Peng Bo, Ren Zhiyun, Parthasarathy Srinivasan, Ning Xia
Department of Computer Science and Engineering, The Ohio State University, Columbus, OH, 43210.
Department of Biomedical Informatics, The Ohio State University, Columbus, OH, 43210.
IEEE Trans Knowl Data Eng. 2022 Oct;34(10):4838-4853. doi: 10.1109/tkde.2021.3049692. Epub 2021 Jan 6.
Sequential recommendation aims to identify and recommend the next few items for a user that the user is most likely to purchase/review, given the user's purchase/rating trajectories. It becomes an effective tool to help users select favorite items from a variety of options. In this manuscript, we developed hybrid associations models (HAM) to generate sequential recommendations. using three factors: 1) users' long-term preferences, 2) sequential, high-order and low-order association patterns in the users' most recent purchases/ratings, and 3) synergies among those items. HAM uses simplistic pooling to represent a set of items in the associations, and element-wise product to represent item synergies of arbitrary orders. We compared HAM models with the most recent, state-of-the-art methods on six public benchmark datasets in three different experimental settings. Our experimental results demonstrate that HAM models significantly outperform the state of the art in all the experimental settings. with an improvement as much as 46.6%. In addition, our run-time performance comparison in testing demonstrates that HAM models are much more efficient than the state-of-the-art methods. and are able to achieve significant speedup as much as 139.7 folds.

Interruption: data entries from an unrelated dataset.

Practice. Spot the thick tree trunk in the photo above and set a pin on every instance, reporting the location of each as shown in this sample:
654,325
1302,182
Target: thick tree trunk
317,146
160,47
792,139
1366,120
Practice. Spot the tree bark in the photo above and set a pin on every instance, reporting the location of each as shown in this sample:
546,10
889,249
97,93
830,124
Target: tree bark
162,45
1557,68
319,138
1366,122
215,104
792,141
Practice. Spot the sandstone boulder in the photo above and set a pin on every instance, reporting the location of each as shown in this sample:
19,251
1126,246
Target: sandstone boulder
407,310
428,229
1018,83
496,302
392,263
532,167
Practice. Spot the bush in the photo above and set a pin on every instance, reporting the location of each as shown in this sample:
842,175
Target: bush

序列推荐旨在根据用户的购买/评分轨迹,为用户识别并推荐其最有可能购买/评价的接下来的几个商品。它成为帮助用户从各种选项中挑选心仪商品的有效工具。在本论文中,我们开发了混合关联模型(HAM)来生成序列推荐,该模型使用三个因素:1)用户的长期偏好;2)用户最近购买/评分中的序列、高阶和低阶关联模式;3)这些商品之间的协同效应。HAM使用简单池化来表示关联中的一组商品,并使用逐元素乘积来表示任意阶的商品协同效应。我们在三种不同的实验设置下,将HAM模型与六个公开基准数据集上的最新、最先进方法进行了比较。我们的实验结果表明,在所有实验设置中,HAM模型均显著优于现有技术,提升幅度高达46.6%。此外,我们在测试中的运行时性能比较表明,HAM模型比现有技术方法效率高得多,能够实现高达139.7倍的显著加速。